During the public lecture in Fondazione Bruno Kessler‘s Aula Grande Hall, she outlined the characteristics of antinuclei, mirror images of normal atomic nuclei, which are also being searched for in space and may hold the key to one of the greatest mysteries of physics: dark matter.
A leading scientist in her field, Fabbietti leads experiments at CERN in Geneva as part of the ALICE joint project. A physics graduate of the State University of Milan, she is a professor of nuclear physics at the Technical University of Munich (TUM), where she directs the Dense and Strange Hadronic Matter division.

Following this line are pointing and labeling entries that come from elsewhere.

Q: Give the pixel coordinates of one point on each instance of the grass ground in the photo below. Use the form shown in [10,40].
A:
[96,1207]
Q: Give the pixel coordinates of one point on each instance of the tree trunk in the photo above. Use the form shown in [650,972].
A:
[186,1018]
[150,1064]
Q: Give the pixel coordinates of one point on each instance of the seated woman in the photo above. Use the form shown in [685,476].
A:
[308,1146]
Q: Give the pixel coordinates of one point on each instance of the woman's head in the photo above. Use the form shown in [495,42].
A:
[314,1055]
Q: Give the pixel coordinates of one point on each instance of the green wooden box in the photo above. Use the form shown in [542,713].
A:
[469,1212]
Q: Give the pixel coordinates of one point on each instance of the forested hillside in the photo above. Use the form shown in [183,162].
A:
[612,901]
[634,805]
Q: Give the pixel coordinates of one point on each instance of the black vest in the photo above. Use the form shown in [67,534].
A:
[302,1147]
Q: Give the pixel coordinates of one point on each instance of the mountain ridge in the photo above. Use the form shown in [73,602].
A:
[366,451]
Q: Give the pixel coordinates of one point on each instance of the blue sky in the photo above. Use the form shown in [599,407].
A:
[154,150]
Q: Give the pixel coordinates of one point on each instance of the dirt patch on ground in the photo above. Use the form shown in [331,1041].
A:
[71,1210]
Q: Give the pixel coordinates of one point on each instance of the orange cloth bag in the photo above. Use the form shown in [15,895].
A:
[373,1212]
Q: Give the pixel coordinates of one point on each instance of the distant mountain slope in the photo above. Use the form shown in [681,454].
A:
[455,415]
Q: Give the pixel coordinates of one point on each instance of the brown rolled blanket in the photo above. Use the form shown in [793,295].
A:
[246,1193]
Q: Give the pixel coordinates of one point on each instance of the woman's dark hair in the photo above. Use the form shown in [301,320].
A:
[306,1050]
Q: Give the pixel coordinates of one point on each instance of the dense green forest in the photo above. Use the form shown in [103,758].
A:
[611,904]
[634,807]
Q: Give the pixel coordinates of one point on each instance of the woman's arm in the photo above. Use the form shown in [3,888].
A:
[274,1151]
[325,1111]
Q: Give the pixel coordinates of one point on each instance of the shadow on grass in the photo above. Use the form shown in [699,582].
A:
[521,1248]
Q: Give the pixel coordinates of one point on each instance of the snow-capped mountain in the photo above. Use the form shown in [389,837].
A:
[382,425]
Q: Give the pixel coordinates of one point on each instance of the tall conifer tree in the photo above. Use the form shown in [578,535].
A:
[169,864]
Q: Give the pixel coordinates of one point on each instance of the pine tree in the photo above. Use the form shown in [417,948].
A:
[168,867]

A leading research center for nuclear physics studies, ECT*, directed by Gert Aarts, promotes interaction between theoretical and experimental research and fosters the training of young researchers. It develops intensive advanced training through the organization of workshops, doctoral programs, graduate courses, and meetings in cooperation with other international research institutions on specific topics in nuclear physics and related fields.
Abstract – “The long journey of the antinuclei”
Antinuclei are mirror images of normal atomic nuclei, with the same mass but opposite charge. There are no natural sources of antinuclei on Earth, but they can be produced in the laboratory at large particle accelerators. Antinuclei are also being searched for in space because they may hold the key to one of physics’ greatest mysteries: dark matter. Dark matter is ubiquitous and accounts for five times the mass of all the matter we can observe in the form of stars in the sky, planets and all the intermediate gas in galaxies. However, it is not possible to see or touch dark matter because it does not interact with light or electrical forces. Antinuclei offer a new way to look in space for dark matter because it can interact to create antinuclei that are otherwise almost absent.